What we are keeping our eye on in 2020

What we are keeping our eye on in 2020

Alex Trollip
by Alex Trollip

2019 was an amazing year for Woodhurst as we launched and set a solid platform for growth. However, as we stroll into a new decade, we are more excited to share what we are keeping out eye on in the year to come, and what we think will be likely to affect the business world.


As Boris Johnson secured an outright majority in the election, his promise to “get Brexit done” means that Britain leaving the EU appears to be inevitable (though we shall heed our own advice and avoid making definitive predictions).

Although some say they want Brexit done and dusted so the country can pivot their focus back to the issues that matter, that is somewhat similar to saying they can’t wait for their pregnancy to be over so they don’t have to deal with carrying a child anymore. Once the baby is out, the real work begins.

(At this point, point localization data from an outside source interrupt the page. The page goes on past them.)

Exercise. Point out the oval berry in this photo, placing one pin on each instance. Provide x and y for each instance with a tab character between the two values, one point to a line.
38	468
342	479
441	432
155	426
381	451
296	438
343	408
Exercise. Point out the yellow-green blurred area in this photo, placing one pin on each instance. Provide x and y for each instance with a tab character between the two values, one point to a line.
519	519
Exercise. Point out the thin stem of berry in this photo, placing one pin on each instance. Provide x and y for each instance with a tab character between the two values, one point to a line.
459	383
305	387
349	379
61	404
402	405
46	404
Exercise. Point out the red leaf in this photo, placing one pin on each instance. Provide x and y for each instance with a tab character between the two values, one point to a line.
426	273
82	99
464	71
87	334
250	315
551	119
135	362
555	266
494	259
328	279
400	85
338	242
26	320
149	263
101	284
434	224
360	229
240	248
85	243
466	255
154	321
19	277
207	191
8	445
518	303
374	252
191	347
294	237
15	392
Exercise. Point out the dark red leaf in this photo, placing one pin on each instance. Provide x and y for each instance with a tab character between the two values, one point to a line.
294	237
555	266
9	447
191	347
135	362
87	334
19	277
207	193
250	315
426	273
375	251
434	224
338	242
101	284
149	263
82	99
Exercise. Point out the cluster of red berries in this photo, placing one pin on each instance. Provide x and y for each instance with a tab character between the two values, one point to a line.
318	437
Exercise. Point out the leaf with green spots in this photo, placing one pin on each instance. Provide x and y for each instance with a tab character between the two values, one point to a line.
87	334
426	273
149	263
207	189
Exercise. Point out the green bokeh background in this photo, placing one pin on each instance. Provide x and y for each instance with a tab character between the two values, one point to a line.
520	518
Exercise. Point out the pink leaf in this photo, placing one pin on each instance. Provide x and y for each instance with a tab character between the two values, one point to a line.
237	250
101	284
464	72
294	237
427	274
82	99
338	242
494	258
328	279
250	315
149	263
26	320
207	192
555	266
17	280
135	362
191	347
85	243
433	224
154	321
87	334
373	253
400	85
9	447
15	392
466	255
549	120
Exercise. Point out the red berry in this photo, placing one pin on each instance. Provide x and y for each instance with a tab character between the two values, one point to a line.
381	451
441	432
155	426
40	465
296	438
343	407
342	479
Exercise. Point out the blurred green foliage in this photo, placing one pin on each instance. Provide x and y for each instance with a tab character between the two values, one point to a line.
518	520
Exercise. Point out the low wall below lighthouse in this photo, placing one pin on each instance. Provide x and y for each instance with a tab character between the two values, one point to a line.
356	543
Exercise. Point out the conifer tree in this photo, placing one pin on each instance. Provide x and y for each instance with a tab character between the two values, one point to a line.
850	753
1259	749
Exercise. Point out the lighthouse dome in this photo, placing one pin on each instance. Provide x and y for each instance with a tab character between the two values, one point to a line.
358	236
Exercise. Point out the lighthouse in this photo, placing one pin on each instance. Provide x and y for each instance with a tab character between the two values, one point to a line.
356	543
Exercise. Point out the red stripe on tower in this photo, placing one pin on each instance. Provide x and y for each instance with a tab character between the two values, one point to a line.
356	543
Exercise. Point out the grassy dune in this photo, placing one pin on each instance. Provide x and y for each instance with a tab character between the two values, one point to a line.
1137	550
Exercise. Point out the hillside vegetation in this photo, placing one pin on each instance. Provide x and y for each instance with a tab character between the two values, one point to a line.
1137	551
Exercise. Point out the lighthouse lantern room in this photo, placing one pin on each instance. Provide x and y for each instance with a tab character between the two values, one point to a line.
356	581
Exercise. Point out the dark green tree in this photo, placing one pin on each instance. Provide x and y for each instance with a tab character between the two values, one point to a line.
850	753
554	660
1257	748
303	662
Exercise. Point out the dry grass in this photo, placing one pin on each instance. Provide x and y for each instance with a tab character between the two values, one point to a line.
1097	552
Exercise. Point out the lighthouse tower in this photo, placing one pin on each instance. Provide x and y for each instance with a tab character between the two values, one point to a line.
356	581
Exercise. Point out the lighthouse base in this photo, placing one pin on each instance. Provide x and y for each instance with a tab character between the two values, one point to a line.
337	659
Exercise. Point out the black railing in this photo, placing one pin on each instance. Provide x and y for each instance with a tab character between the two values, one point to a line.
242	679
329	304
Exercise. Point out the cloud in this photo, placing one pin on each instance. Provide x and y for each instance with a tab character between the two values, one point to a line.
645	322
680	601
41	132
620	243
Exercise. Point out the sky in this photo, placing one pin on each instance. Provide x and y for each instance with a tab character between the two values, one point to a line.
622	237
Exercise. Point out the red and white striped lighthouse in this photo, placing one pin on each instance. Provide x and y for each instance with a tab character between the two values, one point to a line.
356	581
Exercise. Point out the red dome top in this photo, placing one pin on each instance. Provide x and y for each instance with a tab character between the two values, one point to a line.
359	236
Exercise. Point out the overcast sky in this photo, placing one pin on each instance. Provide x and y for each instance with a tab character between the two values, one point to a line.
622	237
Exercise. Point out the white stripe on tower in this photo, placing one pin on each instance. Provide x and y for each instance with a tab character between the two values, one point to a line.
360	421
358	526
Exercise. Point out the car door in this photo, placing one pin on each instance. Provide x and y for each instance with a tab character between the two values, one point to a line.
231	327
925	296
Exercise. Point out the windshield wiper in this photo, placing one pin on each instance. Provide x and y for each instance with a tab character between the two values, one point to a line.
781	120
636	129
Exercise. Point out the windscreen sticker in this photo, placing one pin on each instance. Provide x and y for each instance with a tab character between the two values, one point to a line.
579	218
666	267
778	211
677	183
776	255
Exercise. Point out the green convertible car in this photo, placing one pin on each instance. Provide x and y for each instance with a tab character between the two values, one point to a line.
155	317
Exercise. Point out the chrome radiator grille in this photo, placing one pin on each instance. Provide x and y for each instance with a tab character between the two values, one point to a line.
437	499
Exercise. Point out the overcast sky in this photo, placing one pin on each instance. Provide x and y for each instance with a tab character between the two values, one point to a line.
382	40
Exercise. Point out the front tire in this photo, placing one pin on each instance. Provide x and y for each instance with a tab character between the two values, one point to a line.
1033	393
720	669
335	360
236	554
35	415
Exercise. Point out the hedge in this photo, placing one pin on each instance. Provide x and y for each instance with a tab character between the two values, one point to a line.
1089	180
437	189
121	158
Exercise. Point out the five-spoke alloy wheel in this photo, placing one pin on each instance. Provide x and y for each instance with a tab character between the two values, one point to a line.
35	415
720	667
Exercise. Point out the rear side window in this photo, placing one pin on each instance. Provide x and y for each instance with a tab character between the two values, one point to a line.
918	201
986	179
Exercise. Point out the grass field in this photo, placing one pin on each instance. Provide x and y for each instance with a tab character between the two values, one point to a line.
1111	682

If Britain leaves the EU, there will be a lot of work to renegotiate trade agreements, immigration policy, as well as work out how cross-border business arrangements. Financial institutions will have to remain keyed in to any changes that may affect them, and bargain for a seat at the table to ensure that what is agreed can ensure the viability of the industry in a post-Brexit world.

Quantum Computing

For years the race for quantum supremacy has raged behind the scenes as the tech titans have tried to be the first to transition the theory of quantum mechanics into a reality. Quantum machines represent the promise of an exponential increase in processing power that eclipse the capability of today’s super computers in infinite ways. Quantum supremacy is achieved when a quantum computer can crunch a mathematical calculation beyond what a supercomputer today can process. Quantum computers can simulate behavior down to the molecular level which means it can be used in a number of innovative and complex ways. From simulating chemical compounds in electric car batteries, to analyzing compounds in drug manufacturing, or finding optimal public transport routes that would minimize congestion significantly.

One reason this has become such a hot topic beyond the nerdiest corners of the internet is Google’s claim in October that they achieved quantum supremacy. Their machine Sycamore performed a specific calculation in 200 seconds, which supposedly a supercomputer would have taken 10,000 years to resolve. The only problem is IBM refute that this amounts to quantum supremacy, releasing a paper that claims a supercomputer could perform that task in under 3 days.

Whether or not Google’s feat amounts to quantum supremacy, it represents huge improvements in computer processing power that bring us another step closer to operationalizing quantum computers in the near future. We’re watching this space closely as it has the potential to revolutionise artificial intelligence which could quickly change the financial ecosystem.

Farewell to Fossil Fuel Financing

As Europe takes the lead to collectively combat the worst effects of climate change, fossil fuel financing is fast becoming a thing of the past. In November this year, the European Investment Bank announced over the next 2 years it would phase out its multibillion-euro financing of fossil fuels, and transition to the world’s first “climate bank”.

Unfortunately, a new report from the Sierra Club revealed that 33 banks alone have contributed $1.9 trillion in investments to fossil fuel companies since the Paris climate accord in 2015, with increases over the past two years. However, the global momentum is hard to deny, and British private industry has the opportunity to meet the prescient threat of climate change head on. In fact, between July-September this year, Britain generated more electricity from renewables than from fossil fuels, for the first time in history!

We’re looking forward to the 2020 UN Climate Change Conference in November to see the progress committed nations have made and the future pledges they intend to commit.

US Presidential Election

One respite from Britain’s own chaotic political situation has been following our friends across the pond, as the US barrels towards a maelstrom campaign for who will be the next president. Set against the backdrop of an impeachment trial, this season of America is shaping up to be an exciting one.

Importantly, the power of America’s government to dictate international financial regulation and sanctions is why the 2020 election will be significant for British business. From the trade war in China to the Iranian sanctions, the incoming president’s stance on international affairs could be an important factor on how and where financial institutions can operate. 

AI Becoming Mainstream

AI is no longer an up-and-coming phenomena: it has up and come. With off-the-shelf AI products to bespoke designs, AI has moved from research and development to operational. This year, we are releasing a white paper on how financial industries can bring AI technologies in-house and get the most benefit for their business and customer needs. Written with the team at Fuzzy Labs, the paper provides a robust blueprint of how banks can implement the technology today.

From personalized customer insights, to automated processes, to mitigate financial crime risks and generating holistic network entities, we believe banks with an eye to the future can kickstart the new decade with a promise to modernize their products, services and compliance.

If 2019 was eventful enough we are sure that 2020 will be a year to remember.